Vuvuzela And The Bokke

I’m a big supporter of sport as a mechanism of nation-building in South Africa. In our fragile society it is probably the most successful leveler of us as a nation, irrespective of race, culture or religion. The problem is that we only seem to come together as a nation when our national sporting teams are winning.

In any event, the two sports which probably have been responsible for the biggest up swell of nation-building at various times are soccer and rugby.

Our national soccer team, Bafana Bafana has never won the world cup, although we did win the Africa Cup of Nations in 1996. The symbol most associated with South African soccer is the very unique vuvuzela. A long trumpet-like instrument, it makes a loud honking sound that will scare the living daylights out of anyone not expecting the blast of ear-splitting sound. The sounds of cheering and commentating are drowned out by its power.

During the World Cup tournament held in South Africa in 2010 this became a controversial talking point because no one outside of South Africa knew about it. Overseas players and fans got quite the culture shock (and many ear plugs were sold by pharmacies country-wide) when they heard it for the first time.
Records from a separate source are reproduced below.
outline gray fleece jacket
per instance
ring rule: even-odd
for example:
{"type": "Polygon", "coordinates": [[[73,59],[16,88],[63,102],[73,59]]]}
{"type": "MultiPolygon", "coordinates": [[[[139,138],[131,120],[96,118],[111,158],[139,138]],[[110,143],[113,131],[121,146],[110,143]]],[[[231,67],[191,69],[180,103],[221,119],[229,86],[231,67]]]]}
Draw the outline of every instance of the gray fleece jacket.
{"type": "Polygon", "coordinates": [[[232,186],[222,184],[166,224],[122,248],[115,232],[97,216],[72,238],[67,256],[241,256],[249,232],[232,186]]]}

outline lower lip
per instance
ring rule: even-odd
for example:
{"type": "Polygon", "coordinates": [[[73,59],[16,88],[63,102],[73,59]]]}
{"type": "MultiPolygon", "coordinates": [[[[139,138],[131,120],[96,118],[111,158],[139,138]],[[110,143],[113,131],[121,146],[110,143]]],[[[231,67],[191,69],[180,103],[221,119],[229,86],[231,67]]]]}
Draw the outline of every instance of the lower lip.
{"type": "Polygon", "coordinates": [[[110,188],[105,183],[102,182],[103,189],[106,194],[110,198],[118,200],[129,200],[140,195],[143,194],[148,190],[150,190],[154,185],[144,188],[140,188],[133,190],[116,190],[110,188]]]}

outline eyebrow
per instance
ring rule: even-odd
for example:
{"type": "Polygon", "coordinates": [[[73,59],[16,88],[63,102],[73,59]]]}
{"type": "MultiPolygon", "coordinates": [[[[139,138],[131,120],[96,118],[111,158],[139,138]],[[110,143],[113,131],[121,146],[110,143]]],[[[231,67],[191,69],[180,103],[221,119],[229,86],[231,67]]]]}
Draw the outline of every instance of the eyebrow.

It is a hazard to one’s hearing and if blown in close range will ensure ringing of the ears for a while afterwards and can cause permanent hearing loss for unprotected ears. It’s not everybody that can blow into one of these things and make a noise though. It takes real skill and practice for it not to come out as an embarrassing “pffiiittt”.

The South African national rugby team are known as the Springboks, our national animal. The Springboks are relatively successful and have won the world cup twice, in 1995 and 2007. No vuvuzelas in rugby, but rather beer, biltong and naartjies. The rugby world cup starts on Friday in England and once again we have our hopes pinned on one of our national teams, affectionately known as “The Bokke”.